Отходя к своей койке в углу, Иван флегматично пожал плечами:
— Пожалуйста… В другой раз будете упрашивать высказаться, так я промолчу, раз такое отношение…
Мне не хотелось верить Никите, что я и есть источник всех Санькиных переживаний, но вскоре убедился в этом сам.
Один раз мы допоздна играли в волейбол. Сетка уже растаяла в сумраке, глаза напрягались, мяч пролетал мимо рук. Но упорство и соревнование на выдержку не позволяли покидать площадку. Кто-то запалил мяч ногой. Мы с Леной двинулись за ним одновременно.
— Давай убежим? — предложил я ей, забыв о мяче.
Лена минуту постояла в нерешительности, катая под ногой сосновую шишку, затем усмехнулась, протянула мне руку, и мы помчались в лес. Сзади слышались голоса ребят, которые, очевидно, прекратили игру и расходились с площадки. Не расцепляя рук, мы пересекли железнодорожное полотно, повернули к Волге. Под ногами пересыпался сухой песок, деревья затаились по сторонам, окутанные теплой мглой.
Вдруг Лена остановилась.
— Здорово мы их надули, а? — Она обвела взглядом поляну и сказала вполголоса: — Вот здесь мы стояли зимой, помнишь?
— Помню, — сказал я так же тихо.
В лицо потянуло свежим речным ветром, и вскоре мы вышли к Волге.
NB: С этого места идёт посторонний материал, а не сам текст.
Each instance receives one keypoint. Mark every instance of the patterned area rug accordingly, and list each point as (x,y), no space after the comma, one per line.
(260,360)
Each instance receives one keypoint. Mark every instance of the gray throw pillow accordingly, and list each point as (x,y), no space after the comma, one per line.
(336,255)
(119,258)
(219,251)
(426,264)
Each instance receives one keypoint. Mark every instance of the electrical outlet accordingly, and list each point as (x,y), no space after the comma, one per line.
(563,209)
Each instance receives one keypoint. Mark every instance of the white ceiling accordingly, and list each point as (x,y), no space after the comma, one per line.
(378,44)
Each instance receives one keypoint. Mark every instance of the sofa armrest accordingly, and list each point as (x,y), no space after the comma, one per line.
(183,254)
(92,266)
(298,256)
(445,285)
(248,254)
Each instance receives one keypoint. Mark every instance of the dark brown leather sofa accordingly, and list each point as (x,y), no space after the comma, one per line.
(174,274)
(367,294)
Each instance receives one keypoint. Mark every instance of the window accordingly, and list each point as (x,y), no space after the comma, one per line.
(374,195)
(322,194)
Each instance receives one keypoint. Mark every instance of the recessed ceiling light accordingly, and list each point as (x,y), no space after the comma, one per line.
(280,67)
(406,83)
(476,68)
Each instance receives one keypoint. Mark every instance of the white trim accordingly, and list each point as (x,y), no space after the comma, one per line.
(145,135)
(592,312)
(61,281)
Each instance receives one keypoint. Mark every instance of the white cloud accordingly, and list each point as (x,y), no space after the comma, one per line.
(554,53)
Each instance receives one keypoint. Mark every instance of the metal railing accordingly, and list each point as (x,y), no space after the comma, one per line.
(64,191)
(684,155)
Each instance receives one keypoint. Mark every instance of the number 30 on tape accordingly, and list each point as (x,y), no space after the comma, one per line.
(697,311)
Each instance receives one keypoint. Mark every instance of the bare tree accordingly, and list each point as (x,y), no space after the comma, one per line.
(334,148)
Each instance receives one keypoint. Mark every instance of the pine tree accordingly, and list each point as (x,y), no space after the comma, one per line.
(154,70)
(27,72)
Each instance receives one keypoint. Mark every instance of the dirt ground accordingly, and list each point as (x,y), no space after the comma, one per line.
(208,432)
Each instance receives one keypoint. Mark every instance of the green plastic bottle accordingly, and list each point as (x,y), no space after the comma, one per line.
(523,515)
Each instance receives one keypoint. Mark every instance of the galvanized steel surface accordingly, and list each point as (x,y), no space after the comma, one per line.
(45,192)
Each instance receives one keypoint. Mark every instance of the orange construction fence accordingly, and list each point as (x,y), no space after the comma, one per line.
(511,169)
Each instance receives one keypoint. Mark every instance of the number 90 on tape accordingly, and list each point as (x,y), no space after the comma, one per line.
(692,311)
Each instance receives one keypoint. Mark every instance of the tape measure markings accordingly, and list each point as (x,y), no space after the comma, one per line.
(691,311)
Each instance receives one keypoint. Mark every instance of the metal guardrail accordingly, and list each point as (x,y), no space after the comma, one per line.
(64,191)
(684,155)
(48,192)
Река будто остановилась, тяжело ворочаясь меж обрывистых берегов, тускло отсвечивала сталью.
— А может быть, это нехорошо, Дима, что мы убежали втихомолку, нечестно это, а? — спросила Лена вкрадчиво.
— А почему мы должны докладывать?
— Все-таки… Играли, играли — и вдруг сбежали.
— Давай вернемся, — предложил я.
— Нет, нет! — запротестовала она. — Раз уж сбежали, так давай посидим здесь.
Роса еще не успела окропить траву, и, сухая, она источала горьковато-пряный запах.
По Волге, сияя гроздьями огней, проходил пассажирский пароход. Огни, отражаясь, трепетали в черной, колыхающейся воде. До нас доносились сочные удары плиц и всплески волн из-под колес.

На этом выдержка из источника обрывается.